A local Tim Hortons would do, or maybe someone’s backyard. Annuities are well worth a look if you need secure retirement income for life, and they do have a small following. But when was the last time you heard someone talk about annuities at a family gathering or party? Investment properties, crypto, dividend stocks, even guaranteed investment certificates have generated significant buzz at times. With annuities, it’s radio silence.
Let’s look at two reasons to give annuities more consideration, starting with interest rates. Rates have a big influence on the level of annuity payouts, which is good news right now. Interest rates in the bond market ticked higher recently, and this has improved annuity payouts.
The lifelong payout from a sample registered $100,000 annuity bought for a 65-year-old woman increased to $6,364 annually in November from $6,296 in October, numbers supplied by insurance adviser Rino Racanelli show. Annual payouts for a comparable annuity bought for a male aged 65 increased to $6,727 from $6,670. Both of these annuities would have payments guaranteed for 10 years, even if the annuitant dies. In that case, the beneficiary or estate receives payments until the end of the guarantee period.
GIC rates haven’t budged in response to the rise in rates in the bond market – in fact, GIC returns seem to be edging ever lower. Annuities are bucking that trend.

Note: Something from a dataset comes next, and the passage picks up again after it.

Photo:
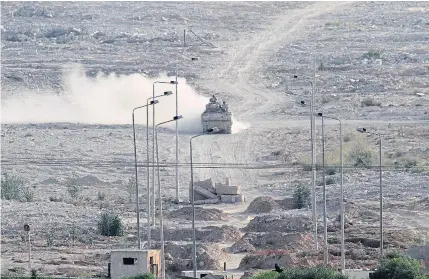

There are some reasonable objections to annuities – you can’t change your mind after a few years and sell, and you may not get full value if you die shortly after buying and didn’t choose a guarantee period. Also, annuities are cumbersome in that they must be purchased from an insurer and can’t be integrated into your other retirement investment accounts. By the way, annuities are suitable for a portion of your retirement savings, not the whole thing.
One unreasonable objection to annuities is that they generate high commissions that can sway the judgment of financial advisers. It’s not true. Mr. Racanelli said the typical commission structure for annuities, paid by the insurer to the seller, is 3 per cent of the first $100,000 and 1 per cent to 2 per cent of additional amounts. By comparison, an equity mutual fund would pay a training commission of 1 per cent annually for the selling adviser and their firm to share.
We probably reached peak annuity last year, when interest rates were at a high point. But payouts are still competitive compared to the low-rate era of the 2010s, and they come with zero drama. That’s worth noting at a time when the shares of dividend-investing stalwart BCE Inc. are being thrashed by disappointed investors.
Editor’s note: This article has been updated to clarify that the annuity payouts stated are annual, and not monthly amounts.